I’ve recently had the need to generate dynamic css for a themable MVC web application. I considered using a basic homegrown templating mechanism, or repurposing Razor, but then found the dotless project on the interwebs.
With the NuGet package it was relatively easy to get up & running, and I’ve abstracted the clunky regex code into an ActionResult subclass, recorded here in case it’s useful for somebody else.
public class DotLessResult : ActionResult { public IDictionary<string, string> Parameters { get; set;} public string Less { get; set; } public bool Minify { get; set; } public DotLessResult(string less, IDictionary<string, string> parameters = null, bool minify = false) { Less = less; Parameters = parameters ?? new Dictionary<string, string>(); Minify = minify; } public DotLessResult(Stream stream, IDictionary<string, string> parameters = null, bool minify = false) : this(new StreamReader(stream).ReadToEnd(), parameters, minify) { } public override void ExecuteResult(ControllerContext context) { var output = Less; foreach (var key in Parameters.Keys) { output = Regex.Replace(output, @"\s*@" + key + @":\s*\S+;", "@" + key + ":" + Parameters[key] + ";"); } var css = dotless.Core.Less.Parse(output, new DotlessConfiguration { MinifyOutput = Minify }); context.HttpContext.Response.ContentType = "text/css"; using (var writer = new StreamWriter(context.HttpContext.Response.OutputStream, Encoding.UTF8)) { writer.Write(css); writer.Flush(); } } }
This can then be used from your action method like so:
public ActionResult Styles(string id) { var stream = GetType().Assembly.GetManifestResourceStream(stylePath + id.Replace(".css", ".less")); if (stream == null) { return HttpNotFound(); } Dictionary<string, string> parameters = new Dictionary<string, string>(); parameters["backgroundcolor"] = "#1f1400"; // continue for all replaceable parameters return new DotLessResult(stream, parameters, true); }
The .less source should be stored in your web assembly as an embedded resource, with configurable parameters declared using the syntax “@: <placeholderValue;". Then it's just a case of looping through the supplied parameters dictionary and changing the declaration in the .less source.

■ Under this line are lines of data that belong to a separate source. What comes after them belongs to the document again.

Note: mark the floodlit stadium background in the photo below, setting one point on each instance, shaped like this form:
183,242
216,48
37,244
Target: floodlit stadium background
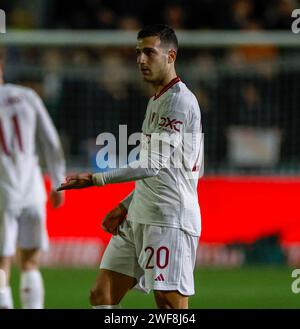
241,60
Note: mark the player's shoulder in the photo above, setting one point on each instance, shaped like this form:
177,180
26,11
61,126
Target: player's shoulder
22,91
183,98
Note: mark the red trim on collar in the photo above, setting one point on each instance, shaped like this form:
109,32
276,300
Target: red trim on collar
167,87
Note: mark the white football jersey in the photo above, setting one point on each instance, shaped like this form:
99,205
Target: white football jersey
170,198
25,129
170,164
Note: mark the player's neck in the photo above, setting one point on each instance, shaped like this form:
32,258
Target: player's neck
161,84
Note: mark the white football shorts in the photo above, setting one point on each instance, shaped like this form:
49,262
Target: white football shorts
160,258
25,228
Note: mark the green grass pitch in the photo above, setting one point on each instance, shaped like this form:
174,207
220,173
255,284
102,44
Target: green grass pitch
245,287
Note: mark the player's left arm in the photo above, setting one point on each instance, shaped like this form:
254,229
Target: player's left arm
50,146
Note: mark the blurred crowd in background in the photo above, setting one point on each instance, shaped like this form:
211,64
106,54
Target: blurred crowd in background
131,14
249,95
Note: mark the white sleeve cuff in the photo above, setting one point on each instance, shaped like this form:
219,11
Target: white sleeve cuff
98,179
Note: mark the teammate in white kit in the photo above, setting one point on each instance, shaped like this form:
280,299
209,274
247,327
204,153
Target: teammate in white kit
155,246
24,124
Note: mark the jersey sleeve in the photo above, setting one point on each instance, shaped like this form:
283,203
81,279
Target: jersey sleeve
156,148
49,141
126,201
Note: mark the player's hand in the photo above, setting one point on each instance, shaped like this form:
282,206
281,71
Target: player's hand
113,219
56,198
77,181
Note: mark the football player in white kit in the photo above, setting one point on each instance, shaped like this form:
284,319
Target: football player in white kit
24,123
154,247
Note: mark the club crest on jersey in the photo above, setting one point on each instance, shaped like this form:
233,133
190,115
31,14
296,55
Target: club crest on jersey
172,124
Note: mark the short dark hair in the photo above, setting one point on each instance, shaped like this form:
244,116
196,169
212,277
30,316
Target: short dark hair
164,32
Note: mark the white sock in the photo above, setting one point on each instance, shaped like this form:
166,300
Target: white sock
97,307
6,298
32,290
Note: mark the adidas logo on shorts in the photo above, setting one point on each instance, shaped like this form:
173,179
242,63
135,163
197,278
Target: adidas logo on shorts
159,278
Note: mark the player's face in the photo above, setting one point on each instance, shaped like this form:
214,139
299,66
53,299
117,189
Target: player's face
152,59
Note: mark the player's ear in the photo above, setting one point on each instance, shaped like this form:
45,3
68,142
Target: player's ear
172,56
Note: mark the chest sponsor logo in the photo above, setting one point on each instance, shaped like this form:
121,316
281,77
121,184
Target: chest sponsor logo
173,124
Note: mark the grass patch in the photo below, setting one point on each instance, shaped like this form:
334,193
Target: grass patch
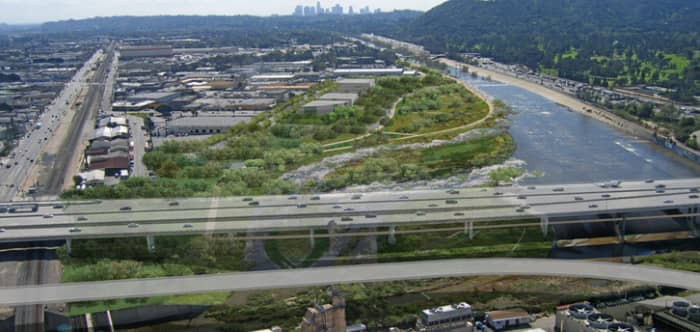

In the example code here I’m looking for a .less resource with the same name as the requested .css file, but you can obviously use your imagination.
What about caching, checking etags and handling If-Modified-Since? Have you considered these? Have you considered using IRouteHandler to make it even faster?
Hi Scooletz,
Yes, our implementation uses a basic Expires header for caching in addition to the MVC output caching. E-Tag/If-Modified-Since are a bit more difficult as the css source is conceptually spread over the .less files and records in the database.